Revestindo o processo, quanto às partes na causa principal, a natureza de incidente suscitado perante o órgão jurisdicional de reenvio, compete a este decidir quanto às despesas. As despesas efectuadas pelas outras partes para a apresentação de observações ao Tribunal de Justiça não são reembolsáveis.

 

Pelos fundamentos expostos, o Tribunal de Justiça (Terceira Secção) declara:

 

1)

A fim de verificar a competência do Estado-Membro que procedeu à cobrança dos direitos aduaneiros, compete ao órgão jurisdicional de reenvio determinar se, no momento em que se detectou que a remessa não foi apresentada na estância de destino, podia ser determinado o local da infracção ou da irregularidade. Se assim for, as disposições dos artigos 203.o, n.o 1, e 215.o, n.o 1, do Regulamento (CEE) n.o 2913/92 do Conselho, de 12 de Outubro de 1992, que estabelece o Código Aduaneiro Comunitário, permitem designar como competente para cobrar a dívida aduaneira o Estado-Membro no território do qual foi cometida a primeira infracção ou irregularidade susceptível de ser qualificada de subtracção à fiscalização aduaneira.

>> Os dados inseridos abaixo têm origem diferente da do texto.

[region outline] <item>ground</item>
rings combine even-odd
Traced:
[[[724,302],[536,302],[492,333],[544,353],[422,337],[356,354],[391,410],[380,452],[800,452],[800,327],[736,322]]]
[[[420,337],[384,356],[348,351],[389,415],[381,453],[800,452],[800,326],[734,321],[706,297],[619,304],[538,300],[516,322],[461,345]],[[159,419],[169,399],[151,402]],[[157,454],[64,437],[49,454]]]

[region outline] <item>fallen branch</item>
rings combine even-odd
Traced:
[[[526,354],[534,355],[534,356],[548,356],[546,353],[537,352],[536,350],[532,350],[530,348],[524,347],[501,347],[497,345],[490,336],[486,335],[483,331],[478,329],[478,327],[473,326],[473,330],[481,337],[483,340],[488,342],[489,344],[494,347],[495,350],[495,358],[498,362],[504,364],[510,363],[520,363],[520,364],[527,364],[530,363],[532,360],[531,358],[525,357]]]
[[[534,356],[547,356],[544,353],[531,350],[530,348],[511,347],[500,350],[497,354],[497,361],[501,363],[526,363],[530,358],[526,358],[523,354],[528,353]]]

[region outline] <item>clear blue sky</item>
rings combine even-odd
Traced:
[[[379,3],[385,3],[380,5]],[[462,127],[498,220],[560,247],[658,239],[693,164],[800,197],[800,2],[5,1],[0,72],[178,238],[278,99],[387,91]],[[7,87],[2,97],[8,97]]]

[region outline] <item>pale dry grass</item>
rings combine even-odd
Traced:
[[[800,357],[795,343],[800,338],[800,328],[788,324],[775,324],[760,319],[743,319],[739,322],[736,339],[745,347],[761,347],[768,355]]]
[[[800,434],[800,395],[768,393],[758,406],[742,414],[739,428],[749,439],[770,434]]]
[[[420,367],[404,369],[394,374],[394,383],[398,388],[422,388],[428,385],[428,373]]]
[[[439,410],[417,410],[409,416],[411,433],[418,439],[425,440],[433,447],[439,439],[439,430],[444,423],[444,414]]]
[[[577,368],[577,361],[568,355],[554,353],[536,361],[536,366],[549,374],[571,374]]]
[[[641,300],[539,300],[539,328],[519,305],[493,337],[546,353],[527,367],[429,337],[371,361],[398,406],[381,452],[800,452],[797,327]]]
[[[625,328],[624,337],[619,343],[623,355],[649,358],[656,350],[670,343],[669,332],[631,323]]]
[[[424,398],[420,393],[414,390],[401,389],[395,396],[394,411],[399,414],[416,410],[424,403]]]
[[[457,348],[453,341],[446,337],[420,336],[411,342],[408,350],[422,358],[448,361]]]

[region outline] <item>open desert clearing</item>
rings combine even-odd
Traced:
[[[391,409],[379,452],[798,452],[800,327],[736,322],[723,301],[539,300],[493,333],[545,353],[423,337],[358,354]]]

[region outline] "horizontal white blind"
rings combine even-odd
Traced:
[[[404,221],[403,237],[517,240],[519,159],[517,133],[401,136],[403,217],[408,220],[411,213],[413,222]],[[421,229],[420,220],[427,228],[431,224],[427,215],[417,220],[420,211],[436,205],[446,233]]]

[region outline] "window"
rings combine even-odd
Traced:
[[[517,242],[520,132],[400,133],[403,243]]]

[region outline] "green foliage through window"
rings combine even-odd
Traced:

Pelo contrário, se não puder ser determinado o local da infracção ou da irregularidade, é o Estado-Membro de que depende a estância de partida que é competente para proceder à cobrança dos direitos aduaneiros, em conformidade com o disposto nos artigos 378.o e 379.o do Regulamento (CEE) n.o 2454/93 da Comissão, de 2 de Julho de 1993, que fixa determinadas disposições de aplicação do Regulamento n.o 2913/92.

 

2)

Quando uma remessa não foi apresentada na estância de destino e não puder ser determinado o local da infracção ou da irregularidade, compete unicamente à estância de partida efectuar a notificação prevista, respeitando os prazos de onze meses e de três meses estabelecidos no artigo 379.o, n.os 1 e 2, do Regulamento n.o 2454/93.

 

3)

O facto de se considerar que um despachante aduaneiro, na sua qualidade de responsável principal, é responsável pela dívida aduaneira não é contrário ao princípio da proporcionalidade.

 

Assinaturas


( *1 ) Língua do processo: italiano.